Two independent teams reporting in Genome Biology used genome and transcriptome sequencing to search for sequences that might offer clues to successfully treating the barber pole worm, Haemonchus contortus, a small livestock parasite known for its ability to acquire resistance to a range of conventional worm-targeting treatments. In one of the studies, researchers from the Wellcome Trust Sanger Institute, the University of Calgary, and elsewhere generated a draft reference genome representing a barber pole worm strain still susceptible to most treatments. That genome sequence data was complemented by transcriptome sequence data for tissues taken at different stages of the worm's life cycle. In another study, an American and Australian team did genome and transcriptome sequencing on Australian H. contortus strains. For more on the studies, check out our sister publication GenomeWeb Daily News.
An Uppsala University-led team that included representatives from the Nordic Society of Pediatric Hematology and Oncology describe four methylation signatures detected in pediatric acute lymphoblastic leukemia. The researchers performed array-based cytosine methylation profiling on tumor samples from 764 children with ALL, including 27 patients who were tested both at diagnosis and after relapse. Along with hyper-methylation sites found in all of the ALL tumors, the group saw climbs and dips in methylation corresponding with specific ALL subtypes, gene expression patterns, and relapse.

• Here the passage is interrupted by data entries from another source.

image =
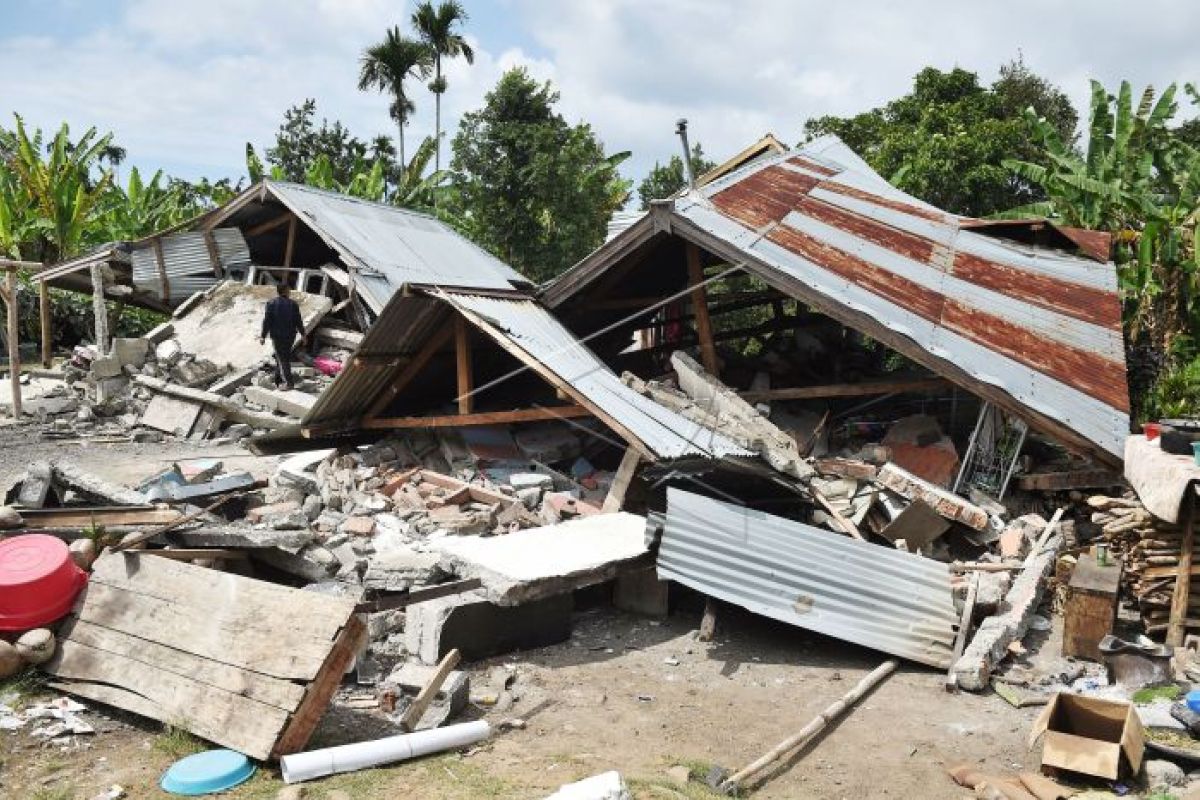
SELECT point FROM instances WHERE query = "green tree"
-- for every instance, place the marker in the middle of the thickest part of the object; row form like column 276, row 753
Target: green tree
column 387, row 66
column 528, row 186
column 436, row 26
column 300, row 142
column 946, row 140
column 666, row 179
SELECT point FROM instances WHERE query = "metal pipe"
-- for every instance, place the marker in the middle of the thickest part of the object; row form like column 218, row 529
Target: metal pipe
column 682, row 130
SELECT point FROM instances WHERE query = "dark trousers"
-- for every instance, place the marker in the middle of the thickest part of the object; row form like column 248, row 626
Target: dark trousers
column 283, row 360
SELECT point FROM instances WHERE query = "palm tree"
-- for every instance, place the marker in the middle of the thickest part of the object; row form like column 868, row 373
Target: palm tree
column 387, row 65
column 435, row 25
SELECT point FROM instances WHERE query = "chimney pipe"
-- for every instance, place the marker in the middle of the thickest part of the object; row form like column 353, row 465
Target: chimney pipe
column 682, row 130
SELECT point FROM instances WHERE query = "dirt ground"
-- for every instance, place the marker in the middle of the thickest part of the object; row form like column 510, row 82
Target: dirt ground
column 612, row 697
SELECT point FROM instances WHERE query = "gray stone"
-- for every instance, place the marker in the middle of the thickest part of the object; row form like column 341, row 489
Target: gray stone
column 311, row 506
column 480, row 629
column 1163, row 774
column 106, row 366
column 531, row 481
column 401, row 567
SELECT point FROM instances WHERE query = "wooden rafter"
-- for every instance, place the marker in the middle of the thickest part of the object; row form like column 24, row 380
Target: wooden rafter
column 700, row 308
column 484, row 417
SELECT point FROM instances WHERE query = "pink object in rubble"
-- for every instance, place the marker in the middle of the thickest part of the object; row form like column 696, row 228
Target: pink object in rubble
column 328, row 366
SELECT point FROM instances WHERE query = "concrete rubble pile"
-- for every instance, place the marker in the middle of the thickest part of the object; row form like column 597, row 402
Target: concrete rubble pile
column 199, row 376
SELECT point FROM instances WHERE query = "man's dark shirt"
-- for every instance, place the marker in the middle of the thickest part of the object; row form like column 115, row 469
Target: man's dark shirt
column 282, row 320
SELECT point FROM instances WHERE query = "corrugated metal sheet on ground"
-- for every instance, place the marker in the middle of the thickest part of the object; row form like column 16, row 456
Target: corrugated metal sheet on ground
column 532, row 329
column 1042, row 325
column 397, row 246
column 816, row 579
column 187, row 263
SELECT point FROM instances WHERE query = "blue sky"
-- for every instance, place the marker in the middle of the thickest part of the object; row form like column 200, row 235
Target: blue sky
column 184, row 84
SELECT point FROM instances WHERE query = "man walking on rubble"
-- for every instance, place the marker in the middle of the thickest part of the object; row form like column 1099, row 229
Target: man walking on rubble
column 282, row 323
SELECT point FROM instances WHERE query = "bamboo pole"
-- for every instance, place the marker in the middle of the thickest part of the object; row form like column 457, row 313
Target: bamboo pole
column 43, row 313
column 813, row 728
column 13, row 346
column 417, row 710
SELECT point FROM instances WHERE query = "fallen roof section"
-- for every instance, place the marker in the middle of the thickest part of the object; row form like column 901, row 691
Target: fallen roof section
column 1036, row 331
column 879, row 597
column 527, row 331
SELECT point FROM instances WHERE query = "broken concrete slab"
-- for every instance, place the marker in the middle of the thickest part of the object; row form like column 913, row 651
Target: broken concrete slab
column 550, row 560
column 948, row 505
column 480, row 629
column 989, row 647
column 291, row 402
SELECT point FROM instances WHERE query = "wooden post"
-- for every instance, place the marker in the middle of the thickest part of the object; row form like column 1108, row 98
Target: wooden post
column 1177, row 625
column 616, row 498
column 292, row 241
column 99, row 308
column 813, row 728
column 417, row 710
column 13, row 346
column 43, row 298
column 700, row 310
column 462, row 356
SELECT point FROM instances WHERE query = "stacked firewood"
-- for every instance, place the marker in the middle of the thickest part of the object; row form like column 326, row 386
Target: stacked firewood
column 1150, row 549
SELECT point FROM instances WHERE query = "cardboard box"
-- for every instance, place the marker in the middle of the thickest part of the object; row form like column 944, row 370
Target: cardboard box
column 1090, row 735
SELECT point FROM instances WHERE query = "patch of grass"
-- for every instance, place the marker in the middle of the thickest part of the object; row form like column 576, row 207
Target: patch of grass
column 24, row 685
column 178, row 743
column 1151, row 693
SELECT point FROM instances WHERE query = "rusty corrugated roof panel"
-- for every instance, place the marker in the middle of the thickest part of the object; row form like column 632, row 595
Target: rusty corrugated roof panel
column 1042, row 326
column 875, row 596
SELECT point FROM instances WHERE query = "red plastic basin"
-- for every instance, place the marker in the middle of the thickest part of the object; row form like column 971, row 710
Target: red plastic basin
column 39, row 582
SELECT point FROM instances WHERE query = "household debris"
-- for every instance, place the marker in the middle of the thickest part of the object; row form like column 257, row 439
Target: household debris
column 241, row 662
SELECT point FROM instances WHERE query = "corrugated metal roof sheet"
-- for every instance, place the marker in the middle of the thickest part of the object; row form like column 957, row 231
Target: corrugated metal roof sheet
column 391, row 247
column 1032, row 329
column 522, row 324
column 399, row 332
column 187, row 263
column 532, row 329
column 875, row 596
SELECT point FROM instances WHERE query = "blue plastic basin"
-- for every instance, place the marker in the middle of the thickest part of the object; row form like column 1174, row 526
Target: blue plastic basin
column 214, row 770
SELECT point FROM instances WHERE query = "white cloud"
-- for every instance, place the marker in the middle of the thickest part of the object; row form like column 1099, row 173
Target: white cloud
column 185, row 84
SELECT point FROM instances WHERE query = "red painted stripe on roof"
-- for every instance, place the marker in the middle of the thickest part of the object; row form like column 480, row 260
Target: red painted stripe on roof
column 1083, row 302
column 898, row 241
column 1087, row 372
column 887, row 284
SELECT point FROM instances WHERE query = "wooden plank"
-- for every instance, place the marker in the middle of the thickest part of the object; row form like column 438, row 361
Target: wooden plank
column 1176, row 625
column 291, row 246
column 462, row 361
column 162, row 270
column 862, row 389
column 270, row 224
column 243, row 683
column 414, row 713
column 13, row 342
column 485, row 417
column 226, row 630
column 616, row 498
column 238, row 722
column 181, row 583
column 411, row 371
column 43, row 312
column 700, row 308
column 301, row 725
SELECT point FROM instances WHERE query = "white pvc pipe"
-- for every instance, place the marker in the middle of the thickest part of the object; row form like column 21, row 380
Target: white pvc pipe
column 365, row 755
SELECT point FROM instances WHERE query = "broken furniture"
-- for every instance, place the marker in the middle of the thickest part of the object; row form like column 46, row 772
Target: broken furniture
column 1090, row 735
column 1091, row 607
column 240, row 662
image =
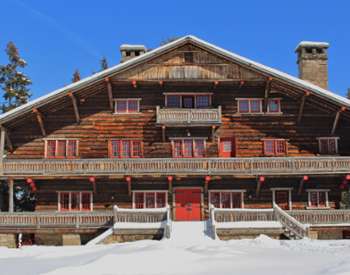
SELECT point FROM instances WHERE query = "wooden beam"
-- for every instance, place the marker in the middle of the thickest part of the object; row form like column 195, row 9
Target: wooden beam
column 75, row 107
column 110, row 93
column 301, row 107
column 336, row 120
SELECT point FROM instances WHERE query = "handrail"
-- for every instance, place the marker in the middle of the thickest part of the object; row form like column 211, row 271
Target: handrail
column 169, row 166
column 290, row 223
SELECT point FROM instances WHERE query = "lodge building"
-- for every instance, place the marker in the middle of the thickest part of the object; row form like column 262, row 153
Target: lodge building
column 186, row 125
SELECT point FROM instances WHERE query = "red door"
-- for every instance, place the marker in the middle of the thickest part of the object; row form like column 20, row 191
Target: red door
column 188, row 204
column 227, row 147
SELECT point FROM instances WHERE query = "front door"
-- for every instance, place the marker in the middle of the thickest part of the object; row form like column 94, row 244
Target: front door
column 282, row 199
column 188, row 204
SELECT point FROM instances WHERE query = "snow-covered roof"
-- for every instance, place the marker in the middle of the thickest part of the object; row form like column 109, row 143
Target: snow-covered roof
column 162, row 49
column 312, row 44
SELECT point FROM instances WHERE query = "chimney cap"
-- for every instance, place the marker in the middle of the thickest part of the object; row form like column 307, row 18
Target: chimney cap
column 312, row 44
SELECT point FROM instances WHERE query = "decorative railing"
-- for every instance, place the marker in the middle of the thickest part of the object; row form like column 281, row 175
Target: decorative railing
column 290, row 224
column 322, row 216
column 189, row 116
column 36, row 220
column 243, row 215
column 169, row 166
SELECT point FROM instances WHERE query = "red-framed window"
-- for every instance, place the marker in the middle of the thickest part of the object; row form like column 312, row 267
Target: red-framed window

Researchers with the National Biodefense Analysis and Countermeasures Center and the US Department of Agriculture's Agricultural Research Service took a crack at sequencing and assembling complete bacterial and archaeal genomes using PacBio RS single-molecule long reads alone — work that they describe in another Genome Biology study. Based on their experience sequencing and assembling half a dozen bacterial genomes, together with an analysis of repeat patterns in almost 2,300 bacterial and archaeal genomes, the researchers determined that data from individual PacBio libraries can be sufficient to assemble gap-free, finished genomes for such microbes. "These single-library assemblies are … more accurate than typical short-read assemblies and hybrid assemblies of short and long reads," the study authors say.